Bonds can act, and are typically used as a portfolio diversifier.

Whilst some economists may believe that the current long period of global growth may be coming to an end, holding secure assets as part of an overall strategy, may provide a defensive position. Also, taking into consideration recent central bank interest rate rises (with more expected), bond returns could be deemed to be under threat. However, recent bond returns have been surprising with losses being limited.

So where can a bond investor find opportunities against such a backdrop? Caution may provide a sensible approach. Higher interest rates usually mean lower bond prices, but not necessarily negative total returns. As long as rates rise gradually and not by too much, bond investors can still make money if the coupon income (the yield paid by the bond) exceeds overall price declines. Therefore, high-quality bonds can still provide a good counterbalance in your portfolio in the event of a stock market reversal.

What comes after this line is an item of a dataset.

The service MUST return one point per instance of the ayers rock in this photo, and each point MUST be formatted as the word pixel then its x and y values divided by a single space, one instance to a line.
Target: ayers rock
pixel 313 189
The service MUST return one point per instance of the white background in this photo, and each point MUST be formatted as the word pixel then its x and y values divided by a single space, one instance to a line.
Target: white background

Bond investments are generally seen as being ‘smart money’ and less prone to the type of speculation seen in stocks or commodities. As a result, bonds actually do have a fairly strong track record as an economic predictor, and for that reason, they are often used by economists as a leading indicator. If nothing else, the bond market can provide a gauge of the consensus expectation regarding the economy at any given point, even if that expectation sometimes proves incorrect.

The best way to use bonds to predict the economy is to look at the yield curve.

The yield curve represents the yields paid by bonds of varying maturities (typically from 3 months to 30 years) plotted on a graph. This will typically slope upward, since investors demand higher yields for longer-term bonds. Since yields for bonds of all maturities change every day due to market fluctuations, the shape of the yield curve is always changing and these changes provide an insight into the economic outlook.

The performance of short-term bonds (those with maturities of 2 years or less) are most directly impacted by expectations regarding future central bank policies with regard interest rate movements. In contrast, the performance of longer-term bonds (which are more volatile than their short-term counterparts) are largely driven by the outlook for inflation and economic growth. The important aspect of this relationship is that while short-term yields are pinned to some extent by expectations for rate policy, longer-term bonds experience higher volatility based on shifts in the broader outlook.

Expectations for the economy, therefore tend to have a strong influence on the shape of the yield curve. In summary, a yield curve that is steep or becoming steeper is a sign of expectations for improving growth; whilst a yield curve that is flat (or becoming flatter) is a sign of expectations for slowing growth.

The yield curve can be used as a tool, but be wary that it can give false signals. Like any freely traded financial asset, bonds can be influenced by central bank policy, investor emotions, and other undetermined factors.